Type 2 error in t-test on time series I have an AR(1) time series with $1>\phi>0$. If I naively use t-test to check  $H_0:\mu=0$ and it does not reject the null, then can I accept the result? 
I think yes because for a time-series with positive autocorrelation, $\hat{\mu}$ would have a higher variance $({\sigma}^2(1+\phi)/(1-\phi))$ and therefore, the odds of making a type II error would be even smaller. Is this right thinking? I am looking for a more rigorous proof/reasoning? 
The reason I want to confirm this intuition is that in t-test we are making the conclusion based on t-distribution which is the exact distribution of the test statistic under null. However, the above argument is based on the asymptotic distribution. So we need asymptotic distribution of t-statistic in case of an AR(1) time-series.

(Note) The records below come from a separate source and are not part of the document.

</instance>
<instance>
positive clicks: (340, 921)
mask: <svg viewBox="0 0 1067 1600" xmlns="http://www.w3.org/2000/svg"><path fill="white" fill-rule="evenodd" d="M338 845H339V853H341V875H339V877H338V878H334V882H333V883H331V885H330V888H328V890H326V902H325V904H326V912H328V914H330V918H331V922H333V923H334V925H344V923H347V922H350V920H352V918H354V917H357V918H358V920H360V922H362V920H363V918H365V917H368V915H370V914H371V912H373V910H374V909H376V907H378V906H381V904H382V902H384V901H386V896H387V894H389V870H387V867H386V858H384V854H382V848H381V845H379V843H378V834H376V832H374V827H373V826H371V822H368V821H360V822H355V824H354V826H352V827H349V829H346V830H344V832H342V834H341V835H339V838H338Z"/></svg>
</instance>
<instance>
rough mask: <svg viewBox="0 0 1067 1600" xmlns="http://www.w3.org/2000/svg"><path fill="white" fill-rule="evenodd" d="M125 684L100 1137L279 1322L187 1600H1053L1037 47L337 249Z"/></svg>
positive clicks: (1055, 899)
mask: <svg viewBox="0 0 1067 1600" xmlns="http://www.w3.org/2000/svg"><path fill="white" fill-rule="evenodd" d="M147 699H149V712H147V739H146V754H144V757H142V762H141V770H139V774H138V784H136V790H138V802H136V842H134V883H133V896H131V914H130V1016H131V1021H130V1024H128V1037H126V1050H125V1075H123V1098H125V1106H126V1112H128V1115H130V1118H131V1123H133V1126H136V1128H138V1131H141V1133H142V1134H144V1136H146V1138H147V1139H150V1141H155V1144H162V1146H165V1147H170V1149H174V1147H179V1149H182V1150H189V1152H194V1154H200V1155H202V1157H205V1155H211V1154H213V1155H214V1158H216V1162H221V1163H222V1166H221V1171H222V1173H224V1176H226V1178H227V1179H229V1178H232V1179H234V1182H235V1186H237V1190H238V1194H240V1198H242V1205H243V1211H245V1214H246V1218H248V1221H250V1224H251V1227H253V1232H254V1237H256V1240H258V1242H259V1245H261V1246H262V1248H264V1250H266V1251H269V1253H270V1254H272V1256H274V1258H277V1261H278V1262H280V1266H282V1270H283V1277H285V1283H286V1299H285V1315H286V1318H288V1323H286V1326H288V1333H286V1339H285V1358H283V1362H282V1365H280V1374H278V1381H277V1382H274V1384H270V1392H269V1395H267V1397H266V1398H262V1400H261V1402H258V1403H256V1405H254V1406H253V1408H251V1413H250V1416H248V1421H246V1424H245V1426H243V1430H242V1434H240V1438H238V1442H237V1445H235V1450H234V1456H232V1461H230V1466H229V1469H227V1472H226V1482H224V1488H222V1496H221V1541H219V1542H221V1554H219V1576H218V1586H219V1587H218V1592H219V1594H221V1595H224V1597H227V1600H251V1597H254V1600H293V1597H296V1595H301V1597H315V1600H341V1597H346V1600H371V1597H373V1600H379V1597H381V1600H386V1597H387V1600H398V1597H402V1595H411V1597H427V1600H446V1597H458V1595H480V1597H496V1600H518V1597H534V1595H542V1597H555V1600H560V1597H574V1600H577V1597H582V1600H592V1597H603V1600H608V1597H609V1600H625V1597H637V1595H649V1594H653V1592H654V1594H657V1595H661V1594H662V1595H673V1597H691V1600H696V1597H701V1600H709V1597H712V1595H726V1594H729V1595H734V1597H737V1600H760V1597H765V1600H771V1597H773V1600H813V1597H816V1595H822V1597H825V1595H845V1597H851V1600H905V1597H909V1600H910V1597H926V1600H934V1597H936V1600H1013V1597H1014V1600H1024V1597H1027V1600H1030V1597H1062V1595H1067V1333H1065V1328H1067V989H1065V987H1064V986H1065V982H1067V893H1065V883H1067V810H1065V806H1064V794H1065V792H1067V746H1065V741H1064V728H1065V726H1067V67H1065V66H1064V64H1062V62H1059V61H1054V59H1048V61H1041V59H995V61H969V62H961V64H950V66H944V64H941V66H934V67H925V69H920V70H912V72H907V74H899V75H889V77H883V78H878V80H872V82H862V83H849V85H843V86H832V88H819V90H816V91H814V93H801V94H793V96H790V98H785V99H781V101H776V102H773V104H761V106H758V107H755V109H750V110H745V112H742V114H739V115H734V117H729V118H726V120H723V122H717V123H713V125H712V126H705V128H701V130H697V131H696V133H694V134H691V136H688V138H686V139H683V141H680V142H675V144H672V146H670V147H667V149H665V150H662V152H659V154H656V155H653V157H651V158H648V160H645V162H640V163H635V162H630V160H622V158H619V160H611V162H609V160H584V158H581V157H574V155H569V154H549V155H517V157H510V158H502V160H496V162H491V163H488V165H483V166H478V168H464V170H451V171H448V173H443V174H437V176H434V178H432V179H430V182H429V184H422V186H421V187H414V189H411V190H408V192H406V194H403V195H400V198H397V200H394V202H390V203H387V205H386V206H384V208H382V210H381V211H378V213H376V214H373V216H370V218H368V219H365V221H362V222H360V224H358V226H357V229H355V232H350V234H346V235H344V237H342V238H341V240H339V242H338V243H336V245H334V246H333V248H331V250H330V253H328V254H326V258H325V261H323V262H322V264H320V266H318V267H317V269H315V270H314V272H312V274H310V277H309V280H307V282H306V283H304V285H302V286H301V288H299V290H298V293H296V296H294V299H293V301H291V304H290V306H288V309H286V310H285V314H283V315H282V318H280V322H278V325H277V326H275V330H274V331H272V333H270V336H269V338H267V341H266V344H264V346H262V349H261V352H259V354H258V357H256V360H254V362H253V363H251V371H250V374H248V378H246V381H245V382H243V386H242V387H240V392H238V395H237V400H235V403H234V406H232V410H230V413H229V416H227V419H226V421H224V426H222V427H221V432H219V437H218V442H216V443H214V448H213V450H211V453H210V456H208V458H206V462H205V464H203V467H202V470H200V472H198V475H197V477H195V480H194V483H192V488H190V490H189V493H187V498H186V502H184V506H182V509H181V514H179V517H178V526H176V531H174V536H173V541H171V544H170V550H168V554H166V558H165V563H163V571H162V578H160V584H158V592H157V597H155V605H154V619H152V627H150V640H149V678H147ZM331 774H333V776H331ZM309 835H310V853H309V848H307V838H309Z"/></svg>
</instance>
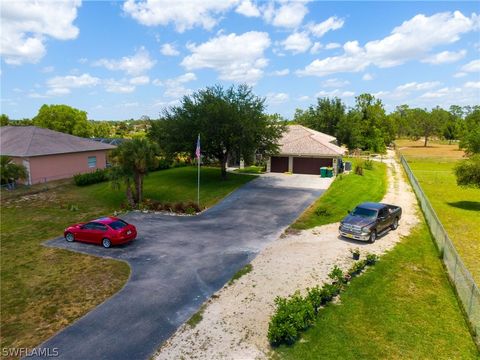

 A: I agree that the naive (not accounting for autocorrelation) t-test would tend to reject far too often under the null. For example,
mean(replicate(500, t.test(arima.sim(list(ar=0.8), n = 1000))$p.value<.05))
returns rejection frequencies around 50% in my runs, so that half of all mean-zero series are false declared to have a nonzero mean.
However, generating time series with a small non-zero mean, as in
mean(replicate(500, t.test(.01+arima.sim(list(ar=0.8), n = 1000))$p.value<.05))
does not generate very different rejection frequencies, so that the type-II error - at least for alternatives close to the null - is not much different, and for any given non-rejection observed for some real time series fow which you do not know the true DGP you are not going to know if you just made a correct decision under the null or a type-II error.
Of course, not knowing if, when you did not reject, you made a correct decision or a type-II error, is not fundamentally different when your test is sized correctly, but at least the rejection frequencies under the null are then controlled at some (typically small) level $\alpha$.